An Overlooked Function of Serratus Anterior
Written on August 31, 2021 at 7:33 am, by Eric Cressey
Serratus anterior gets:
1. A lot of love as a scapular protractor
2. Some love as a scapular upward rotator
3. Even less love as a posterior tilter of the scapula
4. Just about zero love for its impact on rib internal/external rotation.
Most importantly, you’ll see that the upper fibers of the serratus anterior attach on the first rib – the very bone that’s removed during thoracic outlet surgery.
Images by Anatomography – en:Anatomography (setting page of this image), CC BY-SA 2.1 jp, https://commons.wikimedia.org/w/index.php?curid=27010000
When the serratus fires, it depresses the first rib and clears space under the clavicle for important nerve and vascular structures to pass.

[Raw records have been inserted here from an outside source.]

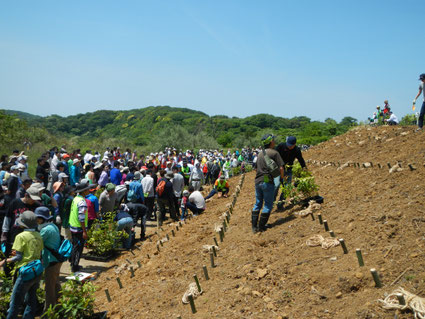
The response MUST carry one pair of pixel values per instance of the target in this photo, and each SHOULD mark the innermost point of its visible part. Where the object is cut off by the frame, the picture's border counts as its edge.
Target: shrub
(76, 301)
(307, 186)
(104, 236)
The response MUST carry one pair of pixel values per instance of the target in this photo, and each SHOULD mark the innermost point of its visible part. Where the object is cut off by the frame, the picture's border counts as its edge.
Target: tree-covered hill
(182, 127)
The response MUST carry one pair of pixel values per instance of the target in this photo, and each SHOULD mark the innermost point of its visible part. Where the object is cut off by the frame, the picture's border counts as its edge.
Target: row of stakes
(139, 264)
(213, 253)
(359, 255)
(363, 165)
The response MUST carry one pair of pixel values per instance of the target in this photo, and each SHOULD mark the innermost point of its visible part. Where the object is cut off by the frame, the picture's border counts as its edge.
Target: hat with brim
(110, 187)
(98, 165)
(79, 188)
(43, 212)
(27, 220)
(137, 176)
(39, 186)
(56, 186)
(34, 192)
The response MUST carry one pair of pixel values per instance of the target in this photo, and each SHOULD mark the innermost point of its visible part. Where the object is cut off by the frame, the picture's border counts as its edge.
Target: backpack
(64, 251)
(31, 270)
(272, 167)
(160, 187)
(215, 171)
(131, 195)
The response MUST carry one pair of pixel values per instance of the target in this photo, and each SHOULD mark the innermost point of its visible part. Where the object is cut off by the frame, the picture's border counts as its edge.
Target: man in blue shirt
(135, 192)
(115, 174)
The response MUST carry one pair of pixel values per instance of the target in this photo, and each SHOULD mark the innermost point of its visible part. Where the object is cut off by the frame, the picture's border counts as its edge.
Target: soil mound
(275, 274)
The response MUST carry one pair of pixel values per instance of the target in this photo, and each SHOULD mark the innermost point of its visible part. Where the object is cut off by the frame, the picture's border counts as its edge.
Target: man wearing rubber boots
(264, 185)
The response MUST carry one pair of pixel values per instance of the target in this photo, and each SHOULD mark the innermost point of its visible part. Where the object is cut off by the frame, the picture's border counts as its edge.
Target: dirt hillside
(275, 274)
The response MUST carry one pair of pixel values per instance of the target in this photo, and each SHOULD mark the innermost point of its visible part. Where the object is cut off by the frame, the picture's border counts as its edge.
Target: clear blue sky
(238, 58)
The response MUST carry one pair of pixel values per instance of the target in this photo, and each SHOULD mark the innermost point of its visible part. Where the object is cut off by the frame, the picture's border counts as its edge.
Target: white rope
(413, 302)
(318, 240)
(192, 290)
(313, 206)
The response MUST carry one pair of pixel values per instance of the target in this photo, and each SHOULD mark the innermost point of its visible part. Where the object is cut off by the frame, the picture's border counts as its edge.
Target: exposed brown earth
(275, 274)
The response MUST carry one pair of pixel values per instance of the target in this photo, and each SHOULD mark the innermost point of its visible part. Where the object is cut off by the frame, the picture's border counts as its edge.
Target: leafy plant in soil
(76, 301)
(104, 236)
(6, 288)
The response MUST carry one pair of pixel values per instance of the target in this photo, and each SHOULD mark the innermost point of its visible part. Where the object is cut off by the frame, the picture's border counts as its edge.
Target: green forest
(153, 128)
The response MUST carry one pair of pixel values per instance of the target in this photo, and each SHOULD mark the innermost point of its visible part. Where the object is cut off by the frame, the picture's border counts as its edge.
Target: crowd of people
(70, 191)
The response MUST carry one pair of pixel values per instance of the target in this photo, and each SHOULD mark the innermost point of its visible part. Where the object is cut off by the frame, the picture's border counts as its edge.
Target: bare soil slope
(275, 274)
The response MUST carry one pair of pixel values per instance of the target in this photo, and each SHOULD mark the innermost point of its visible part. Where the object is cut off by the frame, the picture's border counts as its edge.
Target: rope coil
(413, 302)
(318, 240)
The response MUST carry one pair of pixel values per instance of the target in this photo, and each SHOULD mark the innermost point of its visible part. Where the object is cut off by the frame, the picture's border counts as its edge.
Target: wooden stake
(215, 241)
(359, 257)
(192, 303)
(325, 223)
(204, 268)
(119, 282)
(344, 248)
(108, 296)
(375, 276)
(197, 283)
(401, 299)
(212, 259)
(221, 235)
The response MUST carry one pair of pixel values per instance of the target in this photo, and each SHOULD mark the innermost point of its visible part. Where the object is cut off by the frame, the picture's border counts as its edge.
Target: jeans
(264, 193)
(24, 292)
(195, 210)
(421, 116)
(77, 250)
(51, 277)
(126, 224)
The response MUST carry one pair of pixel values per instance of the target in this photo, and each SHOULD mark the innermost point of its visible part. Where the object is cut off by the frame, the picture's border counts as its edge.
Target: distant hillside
(22, 115)
(182, 127)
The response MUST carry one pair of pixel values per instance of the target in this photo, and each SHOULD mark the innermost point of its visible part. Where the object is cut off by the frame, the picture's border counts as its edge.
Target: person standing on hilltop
(422, 112)
(264, 184)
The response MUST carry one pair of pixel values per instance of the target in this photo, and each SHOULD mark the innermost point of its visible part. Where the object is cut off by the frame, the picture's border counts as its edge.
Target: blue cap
(291, 141)
(43, 212)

If you take a second to think about it while looking at the anatomy charts below, you’ll appreciate that this attachment effectively makes serratus anterior an antagonist to the scalenes and subclavius, which both elevate the first rib.
This is one reason why a lot of the thoracic outlet syndrome cases you’ll encounter aren’t your classic kyphotic (hunchback) posture, but actually a lot of flat thoracic spine, heavy scapular downward rotation/depression, and horizontal clavicle presentations.
Getting serratus anterior going favorably impacts scapular upward rotation (which brings the clavicle up), first rib positioning, and the ideal convex-concave relationship between the rib cage and scapula.
Fun fact: serratus anterior also indirectly impacts contralateral thoracic rotation, but that’s a post for another day!